DevOps & Infrastructure

Ongrid: I tested it on a real infra incident

21 June 2026 Mehdi 21:43

Ongrid is an open source AIOps agent that aims to understand your infrastructure, investigate alerts, and respond from Slack, Telegram, Lark, or DingTalk. My short verdict: the core works, especially the API, authentication, and LLM calls, but the full experience requires a proper observability stack and a connected edge. Worth trying if you want to prototype an SRE copilot, but not something I’d drop blindly onto a client’s production setup.

What is Ongrid?

Ongrid positions itself as an ops agent for teams living inside alerts, logs, metrics, and traces. The idea is straightforward: instead of asking a human to juggle Prometheus, Loki, Tempo, Grafana, SSH, and the team chat, Ongrid serves as an orchestration layer.

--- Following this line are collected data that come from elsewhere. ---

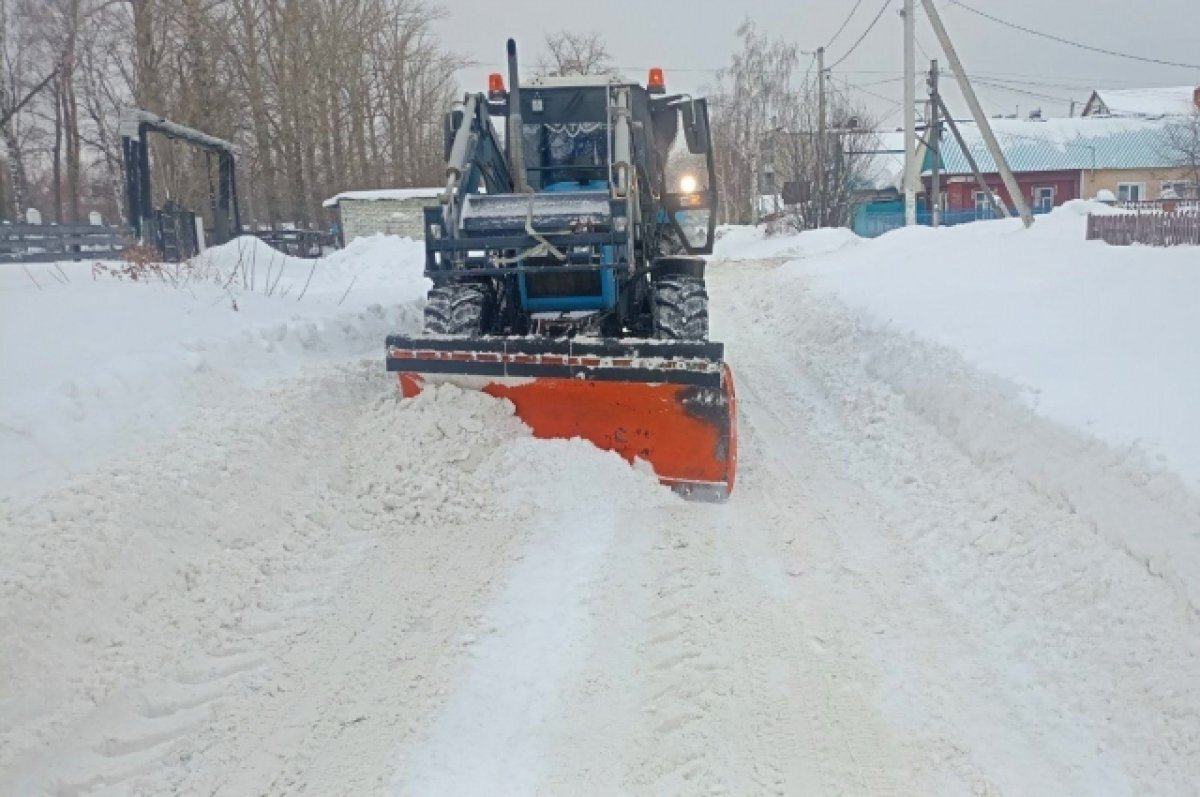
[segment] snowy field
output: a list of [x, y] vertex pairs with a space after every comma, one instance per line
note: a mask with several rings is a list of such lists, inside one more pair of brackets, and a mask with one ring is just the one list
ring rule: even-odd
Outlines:
[[377, 352], [389, 331], [419, 326], [423, 256], [376, 236], [314, 267], [247, 237], [136, 280], [108, 273], [119, 263], [0, 269], [4, 492], [94, 464], [230, 390]]
[[1200, 250], [1082, 209], [726, 230], [723, 505], [399, 399], [411, 241], [0, 271], [0, 794], [1195, 794]]

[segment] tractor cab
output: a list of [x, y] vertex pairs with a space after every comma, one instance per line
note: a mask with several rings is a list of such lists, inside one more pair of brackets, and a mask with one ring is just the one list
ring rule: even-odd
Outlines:
[[661, 69], [645, 86], [615, 75], [539, 76], [516, 91], [496, 73], [487, 110], [503, 120], [509, 162], [524, 167], [513, 177], [527, 190], [636, 197], [636, 210], [661, 228], [662, 254], [707, 254], [716, 204], [707, 104], [665, 92]]

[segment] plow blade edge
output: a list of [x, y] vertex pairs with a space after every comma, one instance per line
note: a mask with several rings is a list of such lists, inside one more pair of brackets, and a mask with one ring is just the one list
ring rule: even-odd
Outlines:
[[733, 489], [737, 419], [719, 343], [543, 338], [388, 338], [404, 396], [453, 382], [512, 402], [537, 437], [581, 437], [643, 459], [677, 492]]

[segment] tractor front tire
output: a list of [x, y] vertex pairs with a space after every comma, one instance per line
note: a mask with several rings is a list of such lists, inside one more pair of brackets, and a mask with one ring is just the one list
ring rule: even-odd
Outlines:
[[482, 335], [490, 294], [472, 283], [440, 285], [425, 301], [425, 332], [432, 335]]
[[708, 293], [704, 278], [671, 274], [653, 284], [654, 337], [708, 340]]

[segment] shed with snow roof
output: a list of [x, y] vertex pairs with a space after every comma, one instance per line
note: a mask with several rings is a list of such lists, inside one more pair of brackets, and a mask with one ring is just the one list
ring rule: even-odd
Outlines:
[[440, 188], [381, 188], [343, 191], [326, 199], [341, 219], [342, 245], [368, 235], [402, 235], [424, 238], [425, 208], [438, 203]]
[[1096, 89], [1084, 116], [1187, 116], [1200, 112], [1200, 86], [1150, 89]]

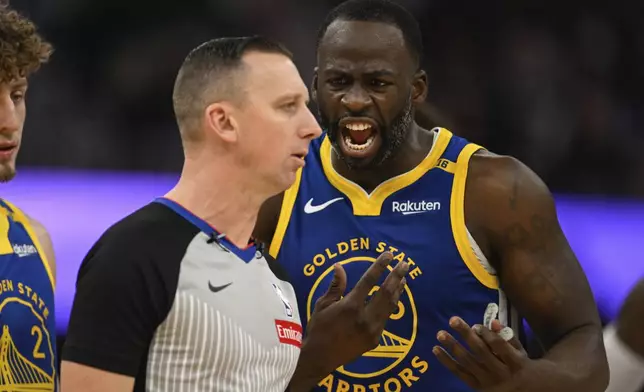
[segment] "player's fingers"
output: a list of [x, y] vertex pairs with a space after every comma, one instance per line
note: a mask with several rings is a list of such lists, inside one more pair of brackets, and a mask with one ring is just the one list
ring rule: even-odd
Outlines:
[[473, 375], [479, 382], [487, 382], [488, 374], [481, 363], [461, 343], [458, 342], [447, 331], [440, 331], [436, 335], [440, 345], [458, 362], [468, 373]]
[[368, 318], [381, 320], [384, 323], [392, 311], [397, 309], [398, 300], [404, 290], [407, 271], [409, 271], [409, 265], [405, 262], [400, 262], [389, 273], [367, 305], [366, 313]]
[[456, 377], [460, 378], [467, 385], [469, 385], [470, 388], [478, 388], [479, 382], [476, 380], [476, 378], [467, 370], [465, 370], [465, 368], [461, 364], [456, 362], [454, 358], [452, 358], [447, 353], [447, 351], [445, 351], [445, 349], [440, 346], [434, 346], [432, 353], [434, 354], [434, 356], [436, 356], [438, 362], [442, 363], [443, 366], [449, 369], [449, 371], [452, 372]]
[[505, 364], [494, 356], [488, 345], [477, 334], [475, 329], [471, 328], [463, 319], [460, 317], [452, 317], [449, 320], [449, 325], [461, 336], [461, 340], [467, 344], [481, 367], [490, 370], [495, 375], [505, 375], [508, 373], [508, 368]]
[[333, 265], [333, 280], [329, 284], [329, 288], [317, 301], [313, 311], [320, 311], [325, 309], [332, 303], [339, 301], [347, 289], [347, 273], [340, 264]]
[[485, 344], [492, 350], [494, 355], [507, 365], [510, 371], [519, 370], [523, 366], [523, 354], [521, 351], [512, 347], [499, 334], [490, 331], [481, 325], [475, 328], [476, 333], [481, 337]]
[[384, 252], [378, 256], [376, 261], [371, 264], [358, 283], [356, 283], [353, 290], [347, 294], [347, 299], [364, 303], [373, 286], [378, 284], [382, 274], [387, 271], [387, 266], [391, 263], [391, 260], [393, 260], [391, 252]]
[[[505, 328], [504, 328], [504, 331], [505, 331]], [[501, 337], [503, 338], [502, 334], [501, 334]], [[503, 338], [503, 340], [505, 340], [505, 338]], [[519, 341], [519, 338], [517, 338], [516, 335], [513, 335], [512, 338], [510, 340], [506, 340], [506, 342], [508, 342], [510, 346], [512, 346], [515, 350], [519, 351], [521, 355], [526, 357], [528, 356], [528, 353], [525, 351], [525, 348], [523, 347], [523, 345]]]
[[505, 327], [499, 320], [492, 321], [492, 332], [497, 333], [503, 340], [510, 343], [512, 347], [519, 350], [522, 354], [528, 355], [514, 331], [509, 327]]
[[490, 328], [492, 332], [499, 333], [503, 330], [503, 324], [499, 320], [492, 320], [492, 326]]

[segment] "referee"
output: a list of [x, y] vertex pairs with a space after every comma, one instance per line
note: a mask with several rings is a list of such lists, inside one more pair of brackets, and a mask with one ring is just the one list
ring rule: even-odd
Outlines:
[[250, 240], [260, 206], [295, 181], [321, 133], [307, 103], [279, 43], [223, 38], [188, 55], [173, 93], [181, 178], [83, 260], [62, 390], [305, 391], [375, 347], [405, 263], [368, 302], [391, 255], [346, 295], [336, 267], [303, 339], [293, 287]]

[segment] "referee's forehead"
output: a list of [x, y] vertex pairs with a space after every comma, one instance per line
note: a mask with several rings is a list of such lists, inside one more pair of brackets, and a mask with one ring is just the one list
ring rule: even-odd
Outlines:
[[265, 97], [308, 94], [308, 89], [291, 59], [277, 53], [253, 52], [245, 56], [246, 86]]

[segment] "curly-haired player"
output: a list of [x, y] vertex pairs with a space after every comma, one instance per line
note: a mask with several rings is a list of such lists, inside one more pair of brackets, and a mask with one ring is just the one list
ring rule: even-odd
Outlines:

The repository includes a Go manager, a React interface, messaging connectors, an IAM foundation, a diagnostic tool inventory, a skills system, and an edge component designed to surface server information without opening inbound ports.

On paper it targets a very concrete need: reducing the time between an alert and an actionable hypothesis. In practice, it is not a small magic binary. It is a full platform.

Element What I observed
Languages Go on the manager side, TypeScript and React on the web side
Version tested Release v0.8.6, GitHub repository cloned in parallel
Local storage SQLite possible for a reduced test
LLM OpenAI compatible, tested via local proxy
Observability Designed for Prometheus, Loki, Tempo, Grafana, and Qdrant
Channels Slack, Telegram, Lark, DingTalk, and webhooks per the docs

Installing Ongrid

The README pushes primarily toward a full server installation with a release archive and install script. I did clone the repository into /tmp, read the code and configuration files, then used the official v0.8.6 archive to actually launch the manager.

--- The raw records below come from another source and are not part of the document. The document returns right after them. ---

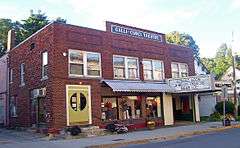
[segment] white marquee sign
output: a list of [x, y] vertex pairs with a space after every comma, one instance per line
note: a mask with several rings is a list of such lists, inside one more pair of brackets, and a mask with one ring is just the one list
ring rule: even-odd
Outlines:
[[214, 89], [214, 82], [211, 75], [199, 75], [186, 78], [168, 79], [168, 84], [176, 92], [197, 92]]

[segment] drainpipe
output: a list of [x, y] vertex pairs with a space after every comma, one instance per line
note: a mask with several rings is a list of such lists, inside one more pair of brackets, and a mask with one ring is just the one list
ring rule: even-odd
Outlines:
[[6, 119], [5, 119], [5, 122], [6, 122], [6, 125], [9, 126], [9, 120], [10, 120], [10, 116], [9, 116], [9, 106], [10, 106], [10, 96], [9, 96], [9, 57], [8, 57], [8, 54], [7, 54], [7, 70], [6, 70], [6, 77], [7, 77], [7, 80], [6, 80], [6, 108], [5, 108], [5, 116], [6, 116]]

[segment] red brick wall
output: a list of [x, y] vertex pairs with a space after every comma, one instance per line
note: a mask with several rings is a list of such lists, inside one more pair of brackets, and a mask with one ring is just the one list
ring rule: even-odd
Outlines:
[[[29, 50], [29, 45], [35, 42], [36, 48]], [[101, 117], [100, 79], [70, 78], [68, 76], [68, 49], [93, 51], [101, 53], [102, 78], [113, 79], [112, 56], [125, 55], [158, 59], [164, 62], [165, 77], [171, 77], [171, 61], [187, 63], [190, 75], [194, 75], [193, 53], [191, 49], [165, 43], [132, 38], [73, 25], [54, 23], [45, 30], [14, 49], [10, 53], [10, 64], [14, 68], [14, 84], [11, 85], [11, 95], [18, 97], [18, 108], [21, 110], [18, 122], [29, 126], [29, 90], [47, 86], [48, 112], [52, 120], [50, 126], [66, 126], [66, 85], [91, 85], [93, 124], [99, 124]], [[41, 79], [41, 53], [49, 53], [49, 79]], [[26, 65], [26, 86], [19, 87], [20, 63]], [[140, 79], [143, 80], [143, 70], [140, 64]]]

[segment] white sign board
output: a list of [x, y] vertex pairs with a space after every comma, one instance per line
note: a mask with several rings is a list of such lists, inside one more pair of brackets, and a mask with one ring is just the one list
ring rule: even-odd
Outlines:
[[174, 88], [176, 92], [198, 92], [214, 89], [211, 75], [172, 78], [168, 79], [168, 84]]

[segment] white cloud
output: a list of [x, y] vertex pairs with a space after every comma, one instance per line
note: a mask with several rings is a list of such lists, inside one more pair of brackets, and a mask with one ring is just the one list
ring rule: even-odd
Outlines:
[[10, 18], [12, 20], [22, 20], [29, 11], [21, 11], [21, 9], [15, 5], [0, 5], [0, 18]]
[[232, 0], [231, 8], [232, 8], [232, 9], [238, 9], [238, 8], [240, 8], [240, 0]]
[[[56, 0], [47, 0], [54, 3]], [[161, 9], [147, 0], [69, 0], [64, 2], [71, 7], [72, 17], [88, 27], [104, 29], [105, 21], [155, 29], [182, 22], [191, 22], [199, 12], [193, 8]], [[61, 2], [60, 2], [61, 3]], [[100, 25], [101, 24], [101, 25]], [[82, 24], [81, 24], [82, 25]]]

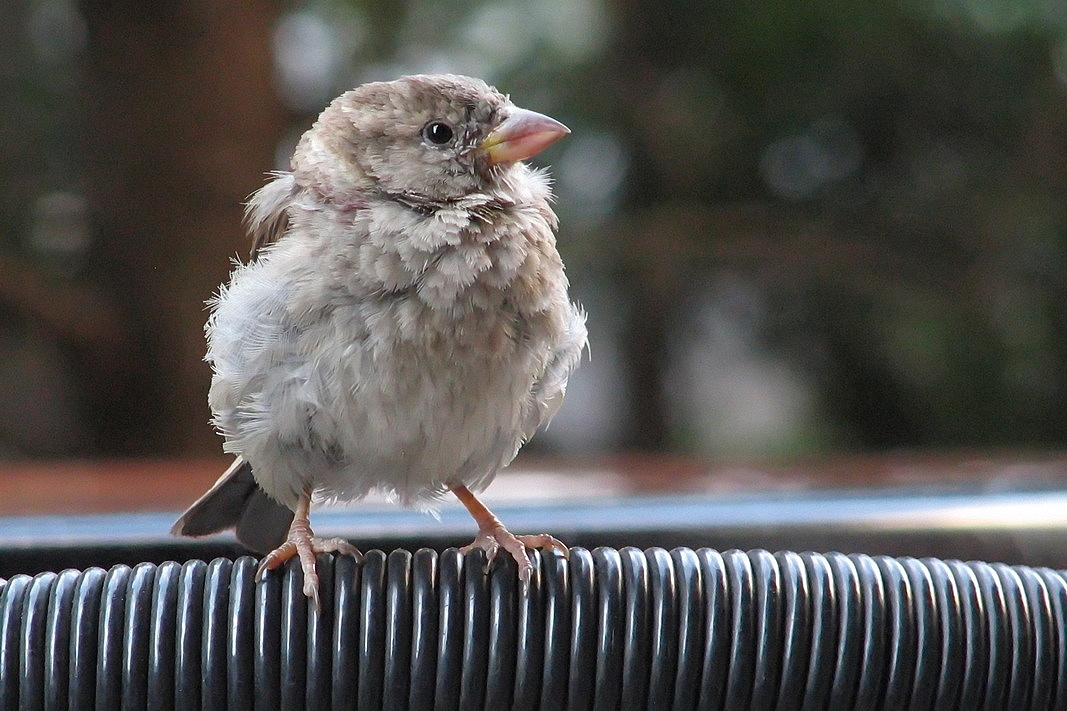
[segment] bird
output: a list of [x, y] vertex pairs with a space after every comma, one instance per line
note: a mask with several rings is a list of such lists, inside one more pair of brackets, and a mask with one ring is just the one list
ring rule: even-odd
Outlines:
[[208, 301], [208, 404], [232, 465], [175, 535], [234, 529], [294, 556], [319, 605], [313, 502], [379, 491], [433, 512], [451, 493], [491, 563], [524, 585], [528, 548], [482, 492], [563, 400], [588, 347], [556, 246], [548, 173], [526, 160], [570, 133], [473, 77], [404, 76], [341, 94], [298, 141], [290, 170], [245, 206], [250, 257]]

The test container did not have Go installed, so I did not recompile from source. I still inspected the code, including the configuration, IAM routes, and AIOps routes. The local launch was done with the official binary, a SQLite database, an admin bootstrap, and the provided LLM proxy.

The relevant configuration looked like this:

export OPENAI_BASE_URL=http://172.17.0.1:8790/v1
export OPENAI_API_KEY=sk-proxy
export OPENAI_API_BASE=http://172.17.0.1:8790/v1
export OPENROUTER_BASE_URL=http://172.17.0.1:8790/v1
export OPENROUTER_API_KEY=sk-proxy
export ONGRID_OPENAI_API_KEY=sk-proxy
export ONGRID_OPENAI_BASE_URL=http://172.17.0.1:8790/v1
export ONGRID_OPENAI_MODEL=openai/gpt-4o-mini
export ONGRID_DB_DIALECT=sqlite
export ONGRID_FRONTIER_DISABLED=true
export ONGRID_PROM_ENABLED=false

I intentionally disabled Frontier and Prometheus to isolate the manager. This is not an ideal installation, but it is a genuine product launch: migrations, admin bootstrap, API routes, LLM catalog, chat sessions, and message storage.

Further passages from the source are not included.